On October 1, 2015, the U.S. healthcare system transitioned from an ICD-9 based coding system to the much more detailed ICD-10 coding system. As often happens when a new system of procedure classification is introduced, unintended consequences emerged.
Will ICD-10 Change How We Define Comorbidities, Complications?
A new paper from a Duke University Medical Center team in Durham, North Carolina, found that the transition from the International Classification of Diseases, Ninth Revision (ICD-9) to ICD-10 changed in important ways how healthcare systems defined comorbidities and postop complications among patients who underwent primary total hip or knee arthroplasty (THA or TKA).
Their work, “Trends in Comorbidities and Complications Using ICD-9 and ICD-10 in Total Hip and Knee Arthroplasties,” appears in the April 21, 2021 edition of The Journal of Bone and Joint Surgery.
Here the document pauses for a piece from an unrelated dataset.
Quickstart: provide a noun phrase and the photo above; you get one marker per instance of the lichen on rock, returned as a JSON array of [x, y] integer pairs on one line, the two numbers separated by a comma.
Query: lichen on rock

Tetsu Ohnuma, M.D., M.P.H., Ph.D., an anesthesiologist and co-author, told OTW, “Administrative claims data sets are used to report observational trends, cost, and surgical outcomes, and studies using those data rely on the use of ICD codes to define comorbidities, complications, and procedures. However, the transition from ICD-9 codes to ICD-10 codes on October 1, 2015 created challenges due to the greater specificity of ICD-10 codes. Therefore, we looked at a potential impact on comorbidities and medical complications before and after the transition.”
The researchers gathered information on comorbidities and medical complications from the Premier Healthcare database from fiscal year (FY)2011 to FY2018.
“We identified approximately two million patients who underwent primary total hip and knee arthroplasties from 2011 to 2018,” explained Dr. Ohnuma to OTW. “The discontinuity before and after the ICD transition in most comorbidities and the comorbidity score was not clinically meaningful. Moreover, generally postoperative medical complications had a decreased trend over time as evidenced by non-significant changes in slope.”
“…Of the comorbidities studied,” wrote the authors, “congestive heart failure, hypertension, and obesity had a statistically significant but clinically small discontinuity after the transition from ICD-9 to ICD-10 coding. Of the complications, pneumonia, acute respiratory failure, sepsis, and urinary tract infection demonstrated statistically significant discontinuity. Alcohol abuse and paralysis had an increasing prevalence before the ICD transition, followed by a decreasing prevalence after the transition. In contrast, metastatic cancer, weight loss, and acquired immunodeficiency syndrome (AIDS) showed a decreasing prevalence before the ICD transition followed by an increasing prevalence after the transition…”
Dr. Ohnuma concluded,“Our findings will support the use of caution when conducting joint replacement studies that rely on ICD coding and include the ICD coding transition period.”

Discussion
This is a fascinating development. In my practice we've seen similar outcomes with the revised protocol. The key differentiator seems to be patient selection criteria. Has anyone else noticed the correlation with BMI thresholds?
Great point. I'd push back slightly on the conclusion, the sample size in the cited study is too small to draw population-level inferences. That said, the directional signal is compelling and worth a larger RCT.
We implemented a similar approach last year. Early results are promising but we're still gathering 12-month follow-up data. Happy to share our protocol if anyone is interested.